Dharmesh sees those hits and misses as part of the process. In a recent newsletter (which I highly recommend), he talked about a “virtuous loop” forming: More users attract more builders. More builders create more useful agents. More useful agents bring in more users. Rinse and repeat, and eventually you reach a critical mass where the platform becomes indispensable because each new agent or user amplifies the value of the entire network.

For marketers, especially those curious about how to weave AI into everyday workflows, it’s a fascinating sandbox. The potential is hard to ignore: If enough developers and enthusiasts continue to build specialized agents, we might soon outsource a big chunk of the repetitive tasks that keep us chained to our desks. Then again, there’s also the looming question of what happens if (or when) Agent.ai folds into HubSpot’s ecosystem. For now, anyone can access it. Tomorrow, it might be a feature exclusively for HubSpot customers. There’s a sense of now or never about it—experiment with agents today or be locked out tomorrow.

Of course, not everyone is sold on the AI agent idea. There’s understandable skepticism about data accuracy, the reliance on large language models that can hallucinate, and the notion that “autonomous” bots might run amok without proper oversight. Truth is, none of these agents are 100% plug-and-play perfect. They need direction, they need quality inputs, and they’re still prone to errors. Even so, there’s a tangible glimpse of the future here. Dharmesh’s vision isn’t just about automating tasks for marketers; he sees a near future where AI agents also talk to each other—coordinating in the background, spinning up entire workflows with minimal human prompting.

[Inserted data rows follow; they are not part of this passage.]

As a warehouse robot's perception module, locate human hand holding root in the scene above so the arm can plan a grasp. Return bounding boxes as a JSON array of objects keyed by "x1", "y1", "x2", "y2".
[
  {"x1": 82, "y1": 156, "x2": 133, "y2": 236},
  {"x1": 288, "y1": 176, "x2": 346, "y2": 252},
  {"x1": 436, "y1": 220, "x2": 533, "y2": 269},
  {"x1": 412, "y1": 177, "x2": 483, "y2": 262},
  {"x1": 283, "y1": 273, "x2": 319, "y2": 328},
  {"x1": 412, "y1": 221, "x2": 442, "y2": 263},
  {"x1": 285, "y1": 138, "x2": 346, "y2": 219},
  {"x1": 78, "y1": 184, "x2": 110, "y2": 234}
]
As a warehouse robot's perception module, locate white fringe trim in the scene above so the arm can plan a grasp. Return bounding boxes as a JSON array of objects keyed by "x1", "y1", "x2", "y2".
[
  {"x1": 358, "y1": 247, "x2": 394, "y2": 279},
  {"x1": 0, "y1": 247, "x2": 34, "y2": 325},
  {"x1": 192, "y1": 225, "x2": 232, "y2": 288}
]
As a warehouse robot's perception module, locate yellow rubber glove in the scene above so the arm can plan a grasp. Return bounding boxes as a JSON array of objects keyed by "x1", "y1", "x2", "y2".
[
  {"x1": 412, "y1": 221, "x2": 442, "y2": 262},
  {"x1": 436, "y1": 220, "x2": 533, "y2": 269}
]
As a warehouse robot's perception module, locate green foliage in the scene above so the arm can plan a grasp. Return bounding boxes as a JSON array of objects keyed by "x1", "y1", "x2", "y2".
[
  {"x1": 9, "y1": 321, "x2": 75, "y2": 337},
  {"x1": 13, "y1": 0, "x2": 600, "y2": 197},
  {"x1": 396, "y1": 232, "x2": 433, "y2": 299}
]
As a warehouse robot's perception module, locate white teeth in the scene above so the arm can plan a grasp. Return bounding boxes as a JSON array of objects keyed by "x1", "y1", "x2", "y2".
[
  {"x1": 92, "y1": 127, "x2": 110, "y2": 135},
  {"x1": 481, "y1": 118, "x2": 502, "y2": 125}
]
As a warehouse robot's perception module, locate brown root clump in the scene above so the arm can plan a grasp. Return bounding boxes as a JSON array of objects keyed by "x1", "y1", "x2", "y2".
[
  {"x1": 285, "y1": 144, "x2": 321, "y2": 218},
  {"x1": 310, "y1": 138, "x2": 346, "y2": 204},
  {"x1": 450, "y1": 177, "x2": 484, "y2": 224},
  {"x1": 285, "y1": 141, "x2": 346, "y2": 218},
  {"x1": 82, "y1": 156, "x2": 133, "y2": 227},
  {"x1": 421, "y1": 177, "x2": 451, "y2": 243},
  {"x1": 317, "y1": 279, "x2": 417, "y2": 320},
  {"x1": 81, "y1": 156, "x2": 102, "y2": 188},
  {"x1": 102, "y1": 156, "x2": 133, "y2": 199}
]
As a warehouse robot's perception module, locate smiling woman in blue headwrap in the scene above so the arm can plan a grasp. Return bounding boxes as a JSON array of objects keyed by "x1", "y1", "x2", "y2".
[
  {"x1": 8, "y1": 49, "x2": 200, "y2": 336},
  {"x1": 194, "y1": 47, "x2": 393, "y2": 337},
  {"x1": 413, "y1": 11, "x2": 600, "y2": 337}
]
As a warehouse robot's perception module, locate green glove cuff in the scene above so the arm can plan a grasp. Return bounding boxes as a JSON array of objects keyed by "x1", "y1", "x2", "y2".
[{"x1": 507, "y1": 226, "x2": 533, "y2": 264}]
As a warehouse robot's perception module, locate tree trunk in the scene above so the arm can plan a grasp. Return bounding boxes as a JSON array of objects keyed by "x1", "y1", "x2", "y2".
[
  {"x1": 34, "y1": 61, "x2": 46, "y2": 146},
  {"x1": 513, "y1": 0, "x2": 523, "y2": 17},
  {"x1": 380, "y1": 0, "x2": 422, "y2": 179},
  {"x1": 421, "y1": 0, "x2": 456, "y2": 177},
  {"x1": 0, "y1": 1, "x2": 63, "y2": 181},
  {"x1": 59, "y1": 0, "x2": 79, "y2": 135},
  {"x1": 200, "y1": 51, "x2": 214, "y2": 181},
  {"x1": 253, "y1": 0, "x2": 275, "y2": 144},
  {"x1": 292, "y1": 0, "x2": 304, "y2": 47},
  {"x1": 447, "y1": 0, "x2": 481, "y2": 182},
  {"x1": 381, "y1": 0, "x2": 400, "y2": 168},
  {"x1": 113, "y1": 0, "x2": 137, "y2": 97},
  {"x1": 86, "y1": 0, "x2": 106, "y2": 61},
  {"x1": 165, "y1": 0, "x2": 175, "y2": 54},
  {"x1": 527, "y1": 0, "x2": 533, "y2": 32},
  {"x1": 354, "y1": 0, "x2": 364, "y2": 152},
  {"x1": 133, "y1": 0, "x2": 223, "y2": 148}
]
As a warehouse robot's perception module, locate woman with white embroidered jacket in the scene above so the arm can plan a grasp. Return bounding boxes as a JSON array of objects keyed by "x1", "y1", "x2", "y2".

Do we believe it? That depends on how much faith you have in the unstoppable trajectory of AI. Personally, I’m all in. I’ve seen enough to know these early prototypes are just that: early. They’ll get better, probably faster than we expect. And if you believe Dharmesh’s track record (and let’s be honest—he’s got a pretty good one), you might suspect that Agent.ai is on a similar path to his previous projects, like WordPlay and that whole HubSpot thing.

So here’s my advice, straight up: If you’re curious about AI agents and want a chance to shape the next frontier of marketing automation, jump in while the playground is still open to everyone. Tinker with a few agents, maybe even build your own if you’re feeling adventurous (it's surprisingly easy). You’ll likely encounter buggy or undercooked offerings, but you’ll also see flashes of brilliance that just might reshape how you approach your daily marketing tasks.

Because in six months—or a year—when the big CRM players either gobble up or replicate what Agent.ai has started, this will look less like an MVP and more like a mandatory part of the marketing toolbox. And by then, if you haven’t already been exploring the possibilities, you’ll be left playing catch-up.

Agent.ai is giving us a front-row seat to the evolution of hybrid human-AI teams—and possibly a peek at how we’ll all be working in the not-so-distant future. And if Dharmesh Shah has his way, the early days of community building and freewheeling experimentation will be exactly what propels the platform to that “critical mass” he’s anticipating.

Time, as always, will tell. But if you ask me, I wouldn’t bet against the guy who’s already built one marketing movement—and seems poised to lead the next.